I returned in two or three hours to find the cub still up the tree. I decided to call the Pennsylvania Game Protector, since it was his bear in my tulip tree. I left a message on Officer Bimber's answering machine and also called the Pennsylvania Game Commission headquarters in Franklin. At headquarters they assured me the bear would come down upon nightfall, but, I needed reassurance.
It wasn't long before Officer Rodney Bimber and his wife, Ronda, showed up and again assured me the cub would come down at nightfall, the mother bear would be of no threat and that I could go about my normal activities. Officer Bimber said he would check on the cub bear later in the evening which he did. All was well until, dark.
At 9:00 PM the hounds were again carrying on, the mother bear was back and up the tulip poplar tree. It sounded at times like she was talking to her cub, trying to convince it to come down. The cub at times seemed to be crying. The mother bear spent the remainder of the night coaxing and apparently making several trips up and down the tree. She must have spent some time laying at the base of the tree also. But every time she moved the hounds would howl and bawl keeping me, Brenda and who knows who else up all night. The mother even got into the neighbor's garbage scattering it about.
Again early, I loaded hounds and went on my dog training mission. Upon my return Officer Bimber and Vaughan Graham were looking over the situation in the tree. Officer Bimber decided the cub needed to be tranquilized. After preparing the tranquilizer, the Officer proceeded up the tree by ladder but the cub was too smart for that and moved higher in the tree. Bimber then decided to use a dart gun to tranquilize the cub. The first shot missed and stuck in the tree. After some target practice the Officer tried again and did stick the cub with the dart. The dart, with tranquilizer, seemed to have little affect. Again the cub moved higher. It was discussed what would happen if the cub fell from the tree and a tarp was secured to possibly break his fall if needed. The cub was now high in the tree, two deputies were on the scene plus numerous onlookers. Many different scenarios were discussed and analyzed.
It was at about this time, 3:00 in the afternoon, some one suggested a bucket truck of some kind would be handy to go higher than the cub and possible chase it down the tree or at least be able to tranquilize it from the bucket. One of the deputies, apparently a volunteer fireman from Clarion, called for the hook and ladder truck. It wasn't long before this very impressive piece of machinery was parked in my yard and deployed. It also wasn't long before Officer Bimber had reached the cub and was ready to tranquilize.
With everyone ready, including onlookers, the cub was stuck with the needle. Immediately the cub climbed down the tree and ran into my kennel barn. I can remember thinking, "this is all I needed was a cub black bear stuck in my barn." But as fast as it ran into the barn it ran out and down through the front yard with people after it. It ran down across the road towards the creek and the woods. I thought finding a tranquilized cub bear in the woods would be like finding the proverbial needle but find it they did, some how.

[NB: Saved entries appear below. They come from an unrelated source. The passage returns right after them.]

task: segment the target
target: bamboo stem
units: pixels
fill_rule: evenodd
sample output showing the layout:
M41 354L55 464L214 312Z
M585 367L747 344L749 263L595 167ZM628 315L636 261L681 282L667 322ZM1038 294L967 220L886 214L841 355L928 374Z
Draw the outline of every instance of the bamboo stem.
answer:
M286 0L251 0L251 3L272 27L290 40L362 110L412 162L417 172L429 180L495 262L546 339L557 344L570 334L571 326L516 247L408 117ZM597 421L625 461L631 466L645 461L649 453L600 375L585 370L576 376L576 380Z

I was honored by being allowed to witness the tagging and removal of a tooth from the cub which was now known to be a female black bear. The bear now had a name, Sadie and she probably weighed in at less than 50 pounds and was slightly over one year old. With all chores being completed the only thing left was to wait. Sadie was moved to a shady spot with the hopes she would awaken soon.

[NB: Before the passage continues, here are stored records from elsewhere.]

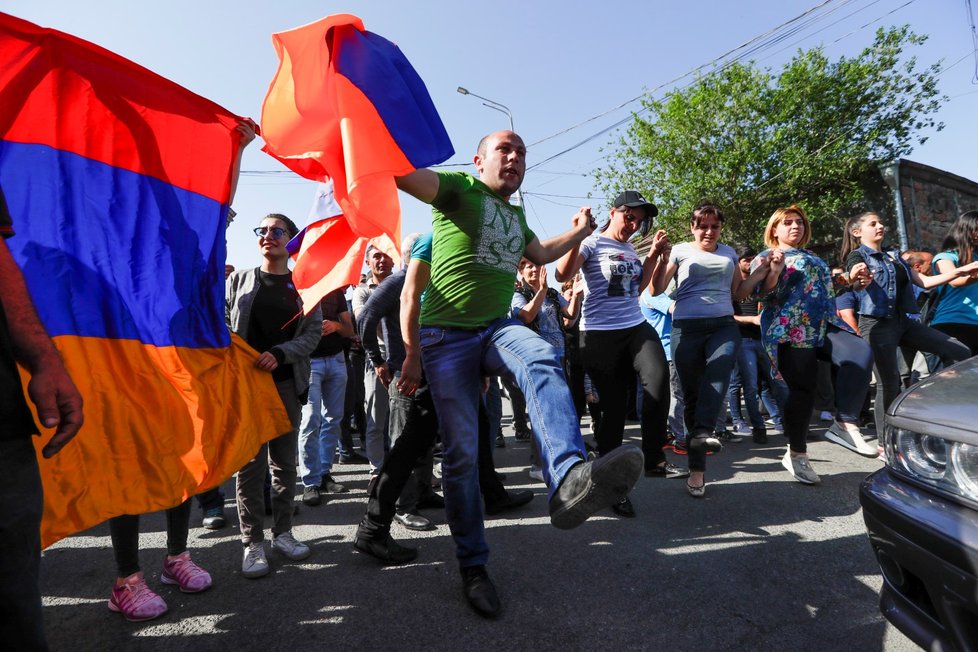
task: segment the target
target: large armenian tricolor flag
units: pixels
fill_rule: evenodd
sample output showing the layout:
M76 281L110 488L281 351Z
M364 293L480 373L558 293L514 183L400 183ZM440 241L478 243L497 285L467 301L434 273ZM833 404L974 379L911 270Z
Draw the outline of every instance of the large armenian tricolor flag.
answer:
M85 400L41 459L45 545L215 486L289 428L224 317L238 118L70 35L0 14L7 241Z
M308 311L356 282L365 239L396 257L394 177L454 150L421 77L356 16L327 16L272 41L279 68L262 106L264 150L307 179L331 180L342 211L310 224L294 245L293 279Z

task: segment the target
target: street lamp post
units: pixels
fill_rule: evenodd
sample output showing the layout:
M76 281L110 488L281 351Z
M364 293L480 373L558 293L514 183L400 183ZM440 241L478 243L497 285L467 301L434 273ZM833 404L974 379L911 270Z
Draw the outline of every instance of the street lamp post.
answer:
M494 111L499 111L500 113L505 113L506 117L509 118L509 130L512 131L513 133L516 133L516 127L513 125L513 112L509 110L508 106L506 106L505 104L500 104L495 100L490 100L488 97L482 97L481 95L476 95L475 93L469 91L467 88L462 88L461 86L459 86L455 90L457 90L462 95L471 95L472 97L479 98L480 100L482 100L482 106L489 107L490 109L493 109ZM523 206L523 193L521 193L519 189L517 189L517 191L514 194L516 195L516 203L519 204L519 207L525 208Z

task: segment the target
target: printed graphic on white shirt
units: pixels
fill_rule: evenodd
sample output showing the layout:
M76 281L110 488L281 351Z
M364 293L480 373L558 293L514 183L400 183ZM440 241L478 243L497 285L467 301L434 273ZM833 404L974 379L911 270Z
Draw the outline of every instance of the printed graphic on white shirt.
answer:
M642 264L634 255L613 253L601 261L609 297L637 297Z

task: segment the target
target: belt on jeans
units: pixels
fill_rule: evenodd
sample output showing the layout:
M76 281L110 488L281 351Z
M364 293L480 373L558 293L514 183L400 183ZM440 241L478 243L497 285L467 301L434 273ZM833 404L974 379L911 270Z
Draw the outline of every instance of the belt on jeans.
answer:
M484 331L489 328L489 325L485 326L436 326L434 324L427 324L421 326L421 328L440 328L445 331L464 331L468 333L478 333L479 331Z
M325 360L326 358L335 358L338 355L342 355L342 351L337 351L336 353L328 353L326 355L316 355L310 358L311 360Z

While we were waiting the mother black bear was spotted watching us from about 50 yards. She must have known her baby was close by. At about 5:30PM Sadie was coming to and tried to walk which she had trouble doing at first. Soon, mother bear found Sadie and the last we saw was mother and cub making their way through the trees.
It was decided then, "All is well that ends well."
This is my story and I'm sticking to it.